[padb-users] start using padb on TORQUE

Jie Cai Jie.Cai at anu.edu.au
Wed Nov 10 23:48:50 GMT 2010


On 11/11/10 06:41, Ashley Pittman wrote:
>
>> (2) in the PBS interactive mode of a job, I have following information and warning, please noted that no PBS job detected. I am actually expecting a pbs job detected.
>>      
> pbs_pro support has been included for a while, pbs and Torque support are slightly different and have only been added very recently, in fact the current HEAD will detect jobs but and launch itself on the remote nodes but not find the individual processes, it is almost certainly looking for the wrong environment variable so should be easy to fix when I get some more feedback from people who are testing it (I don't have access to a pbs system and that makes it difficult).
>
>    
I am pretty happy to help with this. Our PBS system is built on OpenPBS. 
I am not sure whether there is major difference in the interface between 
old OpenPBS and torque or PBS pro.

Is the "HEAD" you mentioned means padb? or PBS mom? I am a little bit 
confused.
>> $ padb --full-report=53259 --config-option rmgr=orte --rank 0padb version 3.2 (Revision 399)
>>
>> ========
>> Warning: errors reported by some ranks
>> ========
>> [0]: Error message from /short/z00/jxc900/PADB/padb_build/libexec/minfo: setup_communicator_iterator() failed
>> [0]: Stderr from minfo:
>> WARNING: Field opal_list_next of type opal_list_item_t not found!
>> WARNING: Field opal_list_sentinel of type opal_list_t not found!
>> WARNING: Field fl_mpool of type ompi_free_list_t not found!
>> WARNING: Field fl_allocations of type ompi_free_list_t not found!
>>      
> These are errors from the MPI library, padb has done the right thing here, it's discovered the job, launched itself, found the processes but the MPI debugger callback DLL is unable to extract the information it needs.  This is the second time this has been reported in as many weeks so I'm wondering if this is something that they have broken recently, the best place to take this up would be the Ompi developers list or if you can wait until after SC next week I can test if for you and report it myself.
>
>    
The symbol is loaded successfully.
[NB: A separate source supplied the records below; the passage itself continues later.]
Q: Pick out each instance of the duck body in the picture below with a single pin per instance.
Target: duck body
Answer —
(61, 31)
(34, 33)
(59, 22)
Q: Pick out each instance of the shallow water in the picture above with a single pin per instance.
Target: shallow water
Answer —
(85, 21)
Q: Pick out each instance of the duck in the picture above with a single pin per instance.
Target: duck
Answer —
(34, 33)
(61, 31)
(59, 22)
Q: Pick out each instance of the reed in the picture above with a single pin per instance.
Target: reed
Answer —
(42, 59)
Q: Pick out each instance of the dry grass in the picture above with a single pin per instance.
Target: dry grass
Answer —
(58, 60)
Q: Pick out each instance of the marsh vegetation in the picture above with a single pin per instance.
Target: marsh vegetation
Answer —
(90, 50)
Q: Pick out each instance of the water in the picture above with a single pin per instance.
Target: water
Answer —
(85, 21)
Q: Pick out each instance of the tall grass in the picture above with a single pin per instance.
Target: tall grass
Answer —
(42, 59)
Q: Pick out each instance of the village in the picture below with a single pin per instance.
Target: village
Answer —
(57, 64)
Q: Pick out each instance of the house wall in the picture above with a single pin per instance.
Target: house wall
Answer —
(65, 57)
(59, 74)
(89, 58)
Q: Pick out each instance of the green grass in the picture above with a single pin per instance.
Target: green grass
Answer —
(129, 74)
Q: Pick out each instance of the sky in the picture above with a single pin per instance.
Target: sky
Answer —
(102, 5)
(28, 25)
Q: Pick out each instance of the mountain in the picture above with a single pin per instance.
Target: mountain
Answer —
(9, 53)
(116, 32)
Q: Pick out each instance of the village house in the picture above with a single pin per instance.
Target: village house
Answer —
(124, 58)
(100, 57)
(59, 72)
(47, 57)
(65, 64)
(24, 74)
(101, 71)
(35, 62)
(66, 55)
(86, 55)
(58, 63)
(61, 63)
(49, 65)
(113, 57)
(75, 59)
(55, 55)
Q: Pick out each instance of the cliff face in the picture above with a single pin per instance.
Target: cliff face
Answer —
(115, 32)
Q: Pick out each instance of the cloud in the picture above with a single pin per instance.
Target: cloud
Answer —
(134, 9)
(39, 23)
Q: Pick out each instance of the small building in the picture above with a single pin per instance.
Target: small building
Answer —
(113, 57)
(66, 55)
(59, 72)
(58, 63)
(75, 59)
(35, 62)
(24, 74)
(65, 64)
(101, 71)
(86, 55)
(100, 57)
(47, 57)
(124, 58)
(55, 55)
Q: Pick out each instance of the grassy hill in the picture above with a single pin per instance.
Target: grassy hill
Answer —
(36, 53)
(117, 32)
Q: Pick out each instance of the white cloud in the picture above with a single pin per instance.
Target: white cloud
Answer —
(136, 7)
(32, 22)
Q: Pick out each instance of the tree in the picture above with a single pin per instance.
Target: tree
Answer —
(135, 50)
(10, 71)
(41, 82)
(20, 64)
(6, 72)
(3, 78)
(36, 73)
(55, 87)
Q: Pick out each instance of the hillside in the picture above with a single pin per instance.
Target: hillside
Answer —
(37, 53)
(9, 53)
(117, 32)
The error happened in following code 
in minfo.c.

     res = dll_ep.setup_communicator_iterator(target_process);
     if ( res != mqs_ok ) {
         die_with_code(res,"setup_communicator_iterator() failed");
     }

I have tested a number of OMPI versions installed on our system, from 
1.3.3 to 1.4.2. All shows the warning message.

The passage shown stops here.